Читаем Никакого Рюрика не было?! Удар Сокола полностью

Витязь-воин и змей, витязь-мученик и змей. Любопытно, что данный сюжет не умер вплоть до наших дней. Казалось бы, где в относительно недавней истории можно встретить пару «князь/царь + змей»? А она есть. И не где-нибудь, а в знаменитом «Медном всаднике» работы Фальконе. Так что идея памятника «Первому — от Второй» куда глубже, чем объясняли в дореволюционных гимназиях. Змей — это никакие не «завистники и интриганы», не «противники прогрессивных реформ», это враг «древний», перешедший «по наследству» от далеких предков, прямая связь с образом «отца-основателя». Впрочем, вряд ли от российской гимназии, находящейся под значительным влиянием византийской церкви, стоило ждать серьезного анализа. Люди церкви никогда не считали Петра «своим». Может, так и не простили переплавленных на пушки колоколов. Но скорее всего, видели в нем такого же «варяга», как и Рюрик, — человека вне византийской традиции государственности. И свою деятельность Петр вел, как мы бы сейчас сказали, в парадигмах, заданных Рюриком. Дорого бы дал внук Гостомысла за возможность устроить морской порт в устье Невы, возвести крепости, замыкающие на замок знаменитый торговый путь и исключающие какую бы то ни было конкуренцию на нем, создать флот, способный активно действовать в любой точке Балтики и достигать Царьграда. Осознавал ли Этьен Морис Фальконе, что за символ он создает? Почему бы и нет? Этого скульптора посоветовал Екатерине лично Дени Дидро, человек широкого образования и тонкого вкуса. Он, несомненно, разбирался в символах и знал европейскую историю.

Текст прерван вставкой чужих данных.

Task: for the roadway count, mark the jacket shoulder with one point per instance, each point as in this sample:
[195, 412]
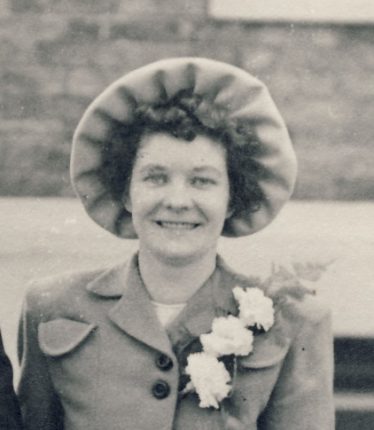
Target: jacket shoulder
[49, 292]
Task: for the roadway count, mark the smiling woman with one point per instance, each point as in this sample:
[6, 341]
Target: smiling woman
[176, 154]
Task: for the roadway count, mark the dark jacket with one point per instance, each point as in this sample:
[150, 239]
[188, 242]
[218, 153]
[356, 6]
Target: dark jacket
[10, 416]
[93, 357]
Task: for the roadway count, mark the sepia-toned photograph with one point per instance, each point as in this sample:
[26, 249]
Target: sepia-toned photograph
[186, 214]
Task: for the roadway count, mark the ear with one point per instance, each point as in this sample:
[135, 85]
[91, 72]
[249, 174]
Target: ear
[229, 212]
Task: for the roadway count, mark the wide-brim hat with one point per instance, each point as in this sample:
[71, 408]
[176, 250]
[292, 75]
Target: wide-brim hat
[245, 99]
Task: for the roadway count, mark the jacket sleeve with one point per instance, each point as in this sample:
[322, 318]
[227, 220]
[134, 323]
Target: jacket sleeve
[40, 406]
[10, 417]
[303, 396]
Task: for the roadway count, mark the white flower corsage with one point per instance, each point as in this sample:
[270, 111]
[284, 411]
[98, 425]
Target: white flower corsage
[230, 336]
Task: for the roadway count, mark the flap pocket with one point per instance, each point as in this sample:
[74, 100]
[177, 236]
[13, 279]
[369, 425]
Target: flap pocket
[61, 336]
[267, 351]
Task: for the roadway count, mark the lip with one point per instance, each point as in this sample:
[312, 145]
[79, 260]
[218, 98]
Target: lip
[177, 225]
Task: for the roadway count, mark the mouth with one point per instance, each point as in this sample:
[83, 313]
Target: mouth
[177, 225]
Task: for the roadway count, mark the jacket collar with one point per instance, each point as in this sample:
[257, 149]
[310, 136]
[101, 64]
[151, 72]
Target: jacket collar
[133, 312]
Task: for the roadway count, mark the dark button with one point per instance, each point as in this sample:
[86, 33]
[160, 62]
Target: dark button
[160, 389]
[164, 362]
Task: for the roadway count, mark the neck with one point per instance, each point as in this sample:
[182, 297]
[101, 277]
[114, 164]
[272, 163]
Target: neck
[169, 282]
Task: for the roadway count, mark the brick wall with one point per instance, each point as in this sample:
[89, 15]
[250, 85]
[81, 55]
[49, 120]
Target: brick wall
[56, 55]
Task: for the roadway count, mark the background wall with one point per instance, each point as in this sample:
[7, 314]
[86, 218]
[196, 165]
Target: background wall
[57, 55]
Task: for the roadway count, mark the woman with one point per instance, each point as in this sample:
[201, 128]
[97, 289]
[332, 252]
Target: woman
[10, 416]
[177, 153]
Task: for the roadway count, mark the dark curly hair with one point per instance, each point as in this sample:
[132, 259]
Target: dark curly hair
[185, 116]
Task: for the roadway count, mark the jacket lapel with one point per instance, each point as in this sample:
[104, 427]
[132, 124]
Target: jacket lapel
[133, 313]
[215, 299]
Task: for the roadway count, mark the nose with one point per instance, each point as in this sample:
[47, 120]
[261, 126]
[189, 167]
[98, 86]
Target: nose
[178, 196]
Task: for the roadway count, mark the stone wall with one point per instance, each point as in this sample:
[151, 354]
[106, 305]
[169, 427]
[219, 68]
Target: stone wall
[57, 55]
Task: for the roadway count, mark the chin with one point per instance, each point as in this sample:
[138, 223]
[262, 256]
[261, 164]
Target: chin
[180, 256]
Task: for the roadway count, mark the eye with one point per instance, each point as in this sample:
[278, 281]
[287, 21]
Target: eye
[156, 178]
[202, 181]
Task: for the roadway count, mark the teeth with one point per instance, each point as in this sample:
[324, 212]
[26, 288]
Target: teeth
[177, 225]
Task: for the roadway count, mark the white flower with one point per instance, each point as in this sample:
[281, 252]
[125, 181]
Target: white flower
[209, 378]
[256, 310]
[228, 336]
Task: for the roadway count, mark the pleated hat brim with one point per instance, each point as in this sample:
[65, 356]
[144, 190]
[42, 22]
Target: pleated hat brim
[244, 97]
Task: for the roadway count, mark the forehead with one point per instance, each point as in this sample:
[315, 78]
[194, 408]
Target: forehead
[166, 150]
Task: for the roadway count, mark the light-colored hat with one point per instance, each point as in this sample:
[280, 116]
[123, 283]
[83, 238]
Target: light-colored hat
[244, 97]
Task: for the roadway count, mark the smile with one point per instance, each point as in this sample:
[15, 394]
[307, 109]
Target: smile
[174, 225]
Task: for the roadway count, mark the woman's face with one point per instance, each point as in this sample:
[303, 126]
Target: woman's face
[178, 196]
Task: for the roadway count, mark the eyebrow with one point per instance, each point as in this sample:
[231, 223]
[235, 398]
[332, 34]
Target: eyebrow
[160, 168]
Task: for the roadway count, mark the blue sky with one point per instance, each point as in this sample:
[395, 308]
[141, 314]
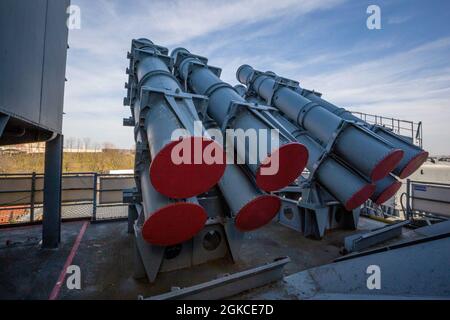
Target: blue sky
[402, 70]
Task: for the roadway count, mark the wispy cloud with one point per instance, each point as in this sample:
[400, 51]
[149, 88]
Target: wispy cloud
[324, 44]
[96, 61]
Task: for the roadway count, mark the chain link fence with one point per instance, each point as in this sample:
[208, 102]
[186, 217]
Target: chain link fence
[84, 195]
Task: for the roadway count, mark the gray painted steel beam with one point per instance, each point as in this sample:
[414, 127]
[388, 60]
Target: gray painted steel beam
[51, 225]
[229, 285]
[363, 150]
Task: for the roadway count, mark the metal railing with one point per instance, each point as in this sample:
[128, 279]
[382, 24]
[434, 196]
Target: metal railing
[84, 195]
[409, 129]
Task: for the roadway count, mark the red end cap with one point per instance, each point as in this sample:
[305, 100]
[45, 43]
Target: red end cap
[388, 193]
[258, 212]
[174, 224]
[413, 165]
[292, 160]
[187, 179]
[360, 197]
[386, 165]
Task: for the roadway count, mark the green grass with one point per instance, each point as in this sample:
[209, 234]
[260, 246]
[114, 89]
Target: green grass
[100, 162]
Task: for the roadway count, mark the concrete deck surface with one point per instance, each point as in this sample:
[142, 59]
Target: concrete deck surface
[106, 252]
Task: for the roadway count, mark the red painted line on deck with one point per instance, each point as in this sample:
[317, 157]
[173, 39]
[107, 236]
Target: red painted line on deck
[55, 292]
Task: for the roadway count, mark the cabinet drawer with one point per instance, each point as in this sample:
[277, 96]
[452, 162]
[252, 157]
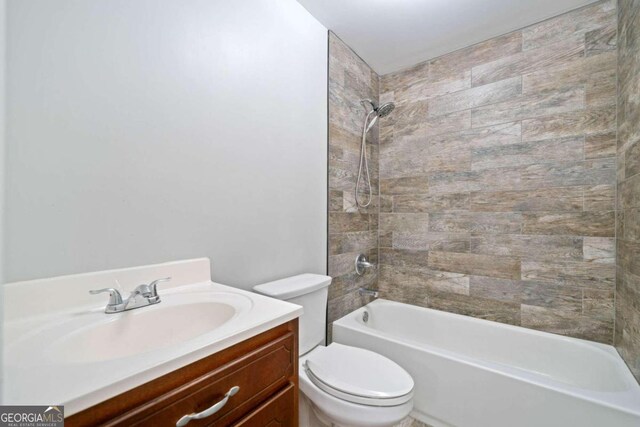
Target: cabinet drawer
[277, 411]
[258, 375]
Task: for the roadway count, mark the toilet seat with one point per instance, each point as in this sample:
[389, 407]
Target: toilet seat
[359, 376]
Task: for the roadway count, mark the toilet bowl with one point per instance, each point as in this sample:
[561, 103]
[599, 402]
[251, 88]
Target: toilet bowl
[345, 386]
[380, 398]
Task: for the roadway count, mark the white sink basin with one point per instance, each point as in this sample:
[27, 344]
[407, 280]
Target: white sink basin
[60, 346]
[139, 331]
[91, 336]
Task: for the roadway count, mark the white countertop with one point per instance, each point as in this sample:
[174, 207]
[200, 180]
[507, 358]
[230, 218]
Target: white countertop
[33, 376]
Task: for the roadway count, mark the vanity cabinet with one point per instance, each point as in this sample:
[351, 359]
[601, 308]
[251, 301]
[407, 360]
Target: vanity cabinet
[264, 369]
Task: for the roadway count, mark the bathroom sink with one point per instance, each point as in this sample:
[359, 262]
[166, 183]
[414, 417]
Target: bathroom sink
[60, 345]
[90, 336]
[139, 331]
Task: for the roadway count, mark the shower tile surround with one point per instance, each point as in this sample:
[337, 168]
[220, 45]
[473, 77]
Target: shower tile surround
[627, 334]
[352, 230]
[496, 175]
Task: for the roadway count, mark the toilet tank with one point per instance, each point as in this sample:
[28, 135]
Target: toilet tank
[310, 291]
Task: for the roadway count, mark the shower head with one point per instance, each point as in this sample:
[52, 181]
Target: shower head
[381, 111]
[385, 109]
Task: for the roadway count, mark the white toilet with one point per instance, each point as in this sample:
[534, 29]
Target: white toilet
[345, 386]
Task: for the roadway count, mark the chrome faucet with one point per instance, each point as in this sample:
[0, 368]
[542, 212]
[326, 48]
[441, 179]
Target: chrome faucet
[362, 264]
[141, 296]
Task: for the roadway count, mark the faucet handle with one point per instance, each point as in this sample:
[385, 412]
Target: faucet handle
[153, 286]
[114, 295]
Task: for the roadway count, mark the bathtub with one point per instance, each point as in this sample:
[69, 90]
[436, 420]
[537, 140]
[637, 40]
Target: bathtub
[476, 373]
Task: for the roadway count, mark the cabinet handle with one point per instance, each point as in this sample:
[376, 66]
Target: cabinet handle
[208, 412]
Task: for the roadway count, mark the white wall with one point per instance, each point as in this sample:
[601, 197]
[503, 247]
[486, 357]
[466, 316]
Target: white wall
[2, 173]
[142, 131]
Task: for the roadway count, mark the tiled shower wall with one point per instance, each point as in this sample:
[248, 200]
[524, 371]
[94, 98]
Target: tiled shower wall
[628, 257]
[497, 178]
[352, 230]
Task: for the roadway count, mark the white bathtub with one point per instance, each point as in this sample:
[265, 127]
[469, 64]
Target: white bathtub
[475, 373]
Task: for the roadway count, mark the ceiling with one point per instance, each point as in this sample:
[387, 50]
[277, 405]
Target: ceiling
[394, 34]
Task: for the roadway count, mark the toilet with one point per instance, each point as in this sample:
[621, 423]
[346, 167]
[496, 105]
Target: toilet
[344, 386]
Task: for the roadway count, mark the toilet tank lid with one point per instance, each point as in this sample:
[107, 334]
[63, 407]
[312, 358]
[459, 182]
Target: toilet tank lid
[293, 286]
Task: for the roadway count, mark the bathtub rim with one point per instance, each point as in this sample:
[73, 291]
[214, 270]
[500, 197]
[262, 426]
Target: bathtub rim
[350, 322]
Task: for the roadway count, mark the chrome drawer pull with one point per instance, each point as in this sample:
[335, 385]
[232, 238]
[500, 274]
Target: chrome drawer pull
[208, 412]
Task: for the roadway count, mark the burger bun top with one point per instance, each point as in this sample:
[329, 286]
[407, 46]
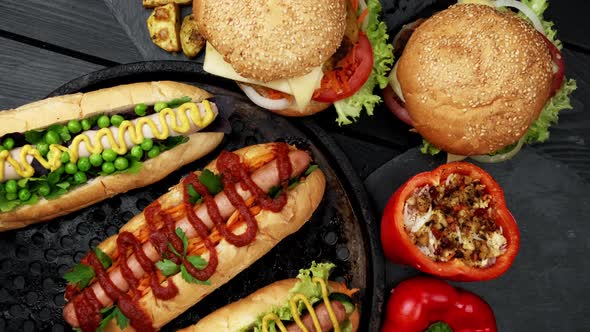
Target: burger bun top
[474, 78]
[269, 40]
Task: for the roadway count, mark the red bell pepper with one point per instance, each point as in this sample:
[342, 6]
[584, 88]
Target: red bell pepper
[417, 303]
[399, 248]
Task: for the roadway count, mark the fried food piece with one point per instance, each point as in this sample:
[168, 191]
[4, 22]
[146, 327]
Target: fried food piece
[191, 40]
[164, 27]
[158, 3]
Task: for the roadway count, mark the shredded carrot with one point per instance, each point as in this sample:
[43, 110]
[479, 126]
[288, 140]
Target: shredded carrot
[362, 16]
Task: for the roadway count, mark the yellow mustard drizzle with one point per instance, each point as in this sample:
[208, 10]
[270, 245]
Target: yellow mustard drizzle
[297, 317]
[53, 161]
[276, 319]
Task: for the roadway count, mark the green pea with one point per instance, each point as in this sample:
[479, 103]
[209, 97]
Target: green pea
[95, 159]
[71, 168]
[140, 109]
[80, 177]
[108, 167]
[109, 155]
[154, 152]
[116, 120]
[121, 163]
[43, 148]
[8, 143]
[74, 126]
[86, 125]
[44, 189]
[51, 137]
[137, 152]
[147, 144]
[24, 194]
[65, 157]
[160, 106]
[60, 170]
[84, 164]
[104, 121]
[10, 186]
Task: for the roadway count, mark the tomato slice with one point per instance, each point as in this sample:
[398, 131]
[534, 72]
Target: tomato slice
[349, 75]
[559, 74]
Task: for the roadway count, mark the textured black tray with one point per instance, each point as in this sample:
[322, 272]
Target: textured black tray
[342, 230]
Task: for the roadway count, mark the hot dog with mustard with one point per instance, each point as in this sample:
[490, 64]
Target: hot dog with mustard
[308, 303]
[195, 238]
[64, 153]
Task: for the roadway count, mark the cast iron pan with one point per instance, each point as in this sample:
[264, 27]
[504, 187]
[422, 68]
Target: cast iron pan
[342, 230]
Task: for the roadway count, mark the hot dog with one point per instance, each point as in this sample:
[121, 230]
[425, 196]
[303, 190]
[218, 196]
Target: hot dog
[285, 305]
[224, 216]
[64, 153]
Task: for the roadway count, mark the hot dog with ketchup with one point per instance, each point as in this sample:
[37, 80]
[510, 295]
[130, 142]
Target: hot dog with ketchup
[308, 303]
[194, 238]
[64, 153]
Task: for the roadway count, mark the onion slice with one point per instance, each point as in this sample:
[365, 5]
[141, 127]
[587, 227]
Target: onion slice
[526, 10]
[499, 157]
[270, 104]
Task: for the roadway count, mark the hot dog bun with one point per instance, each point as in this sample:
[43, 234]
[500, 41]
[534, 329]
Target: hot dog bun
[103, 187]
[244, 312]
[61, 109]
[302, 201]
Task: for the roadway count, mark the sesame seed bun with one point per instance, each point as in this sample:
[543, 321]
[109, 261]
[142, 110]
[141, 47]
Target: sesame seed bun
[268, 40]
[474, 78]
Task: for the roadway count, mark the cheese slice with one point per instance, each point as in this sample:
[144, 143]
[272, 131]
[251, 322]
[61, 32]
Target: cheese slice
[301, 87]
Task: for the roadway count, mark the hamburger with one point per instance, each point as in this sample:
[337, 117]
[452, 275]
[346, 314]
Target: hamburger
[298, 57]
[480, 79]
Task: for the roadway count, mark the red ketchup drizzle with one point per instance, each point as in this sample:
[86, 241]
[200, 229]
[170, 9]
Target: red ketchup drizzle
[230, 166]
[127, 240]
[139, 320]
[88, 307]
[201, 229]
[161, 238]
[89, 315]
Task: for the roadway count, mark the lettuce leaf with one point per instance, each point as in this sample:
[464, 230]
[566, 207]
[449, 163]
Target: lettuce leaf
[539, 7]
[349, 109]
[304, 286]
[539, 130]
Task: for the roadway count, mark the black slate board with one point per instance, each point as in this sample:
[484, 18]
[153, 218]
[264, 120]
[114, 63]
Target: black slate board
[343, 230]
[546, 289]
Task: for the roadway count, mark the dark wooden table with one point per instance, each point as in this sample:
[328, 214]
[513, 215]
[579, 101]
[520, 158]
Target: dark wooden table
[45, 44]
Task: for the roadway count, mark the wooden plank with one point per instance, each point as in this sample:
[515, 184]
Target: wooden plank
[83, 26]
[28, 73]
[568, 17]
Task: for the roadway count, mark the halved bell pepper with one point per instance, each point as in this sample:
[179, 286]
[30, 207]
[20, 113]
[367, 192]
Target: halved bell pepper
[399, 247]
[420, 303]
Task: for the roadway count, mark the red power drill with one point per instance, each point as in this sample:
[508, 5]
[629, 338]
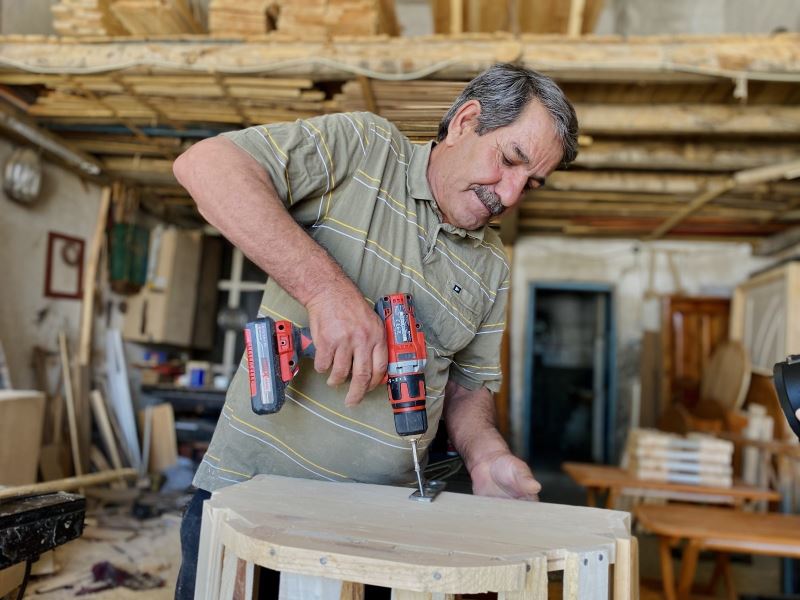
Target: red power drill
[274, 347]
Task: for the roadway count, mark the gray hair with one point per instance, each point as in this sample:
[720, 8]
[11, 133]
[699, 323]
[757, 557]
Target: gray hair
[504, 91]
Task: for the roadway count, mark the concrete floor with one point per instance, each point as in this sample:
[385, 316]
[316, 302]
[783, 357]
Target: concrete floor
[155, 548]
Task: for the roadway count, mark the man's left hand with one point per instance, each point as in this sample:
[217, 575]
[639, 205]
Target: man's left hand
[504, 476]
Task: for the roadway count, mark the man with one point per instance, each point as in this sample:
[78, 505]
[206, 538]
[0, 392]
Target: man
[342, 209]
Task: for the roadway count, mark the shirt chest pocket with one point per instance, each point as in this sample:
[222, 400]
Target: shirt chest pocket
[453, 315]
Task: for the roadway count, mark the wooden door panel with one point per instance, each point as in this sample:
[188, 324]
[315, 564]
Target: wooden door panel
[691, 330]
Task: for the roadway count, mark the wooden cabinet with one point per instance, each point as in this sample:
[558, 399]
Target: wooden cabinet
[163, 311]
[765, 316]
[691, 328]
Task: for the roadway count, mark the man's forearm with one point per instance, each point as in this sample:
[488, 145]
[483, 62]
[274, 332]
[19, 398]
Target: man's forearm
[235, 195]
[472, 424]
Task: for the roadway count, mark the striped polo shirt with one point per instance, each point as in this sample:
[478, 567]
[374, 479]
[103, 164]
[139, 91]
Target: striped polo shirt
[360, 189]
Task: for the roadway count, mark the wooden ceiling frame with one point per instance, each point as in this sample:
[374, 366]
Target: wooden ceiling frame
[137, 132]
[790, 170]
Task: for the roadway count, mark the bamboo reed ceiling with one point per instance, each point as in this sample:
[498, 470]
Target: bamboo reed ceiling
[662, 120]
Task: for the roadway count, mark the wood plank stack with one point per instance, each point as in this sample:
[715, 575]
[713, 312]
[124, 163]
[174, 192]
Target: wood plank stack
[180, 99]
[416, 107]
[86, 17]
[533, 16]
[302, 18]
[242, 17]
[155, 17]
[695, 459]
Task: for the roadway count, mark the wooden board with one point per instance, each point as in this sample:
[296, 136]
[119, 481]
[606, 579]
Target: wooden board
[722, 524]
[615, 478]
[459, 543]
[21, 423]
[726, 377]
[163, 448]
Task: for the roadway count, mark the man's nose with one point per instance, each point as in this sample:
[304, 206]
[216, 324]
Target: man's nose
[511, 189]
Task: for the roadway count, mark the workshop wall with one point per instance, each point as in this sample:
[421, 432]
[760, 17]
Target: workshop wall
[703, 269]
[27, 318]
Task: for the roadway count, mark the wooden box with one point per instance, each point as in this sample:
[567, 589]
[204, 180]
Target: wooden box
[21, 422]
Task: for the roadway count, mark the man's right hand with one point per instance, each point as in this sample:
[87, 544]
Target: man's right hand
[350, 339]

Сколько в Санкт-Петербурге и окрестностях памятников Петру Великому? Несколько десятков. Часть из них современные, как шемякинский Петр в Петропавловке, «Царь-плотник» Л. А. Бернштама. Но большинство — лишь немногим младше, а то и старше творения Фальконе. Да и конный памятник не единственный. Здесь можно вспомнить работу Растрелли «Прадеду — правнук» у Михайловского замка. А, например, кронштадтский памятник Жака ничуть не уступает в изяществе любому памятнику, возведенному в честь европейских монархов. Однако почему-то лишь «Медному всаднику» дано было стать не просто самым известным памятником Петру, но визитной карточкой «Града Петрова» и отчасти символом российской государственности — символом столицы. Почему-то именно к нему на площадь вывели войска мятежные декабристы.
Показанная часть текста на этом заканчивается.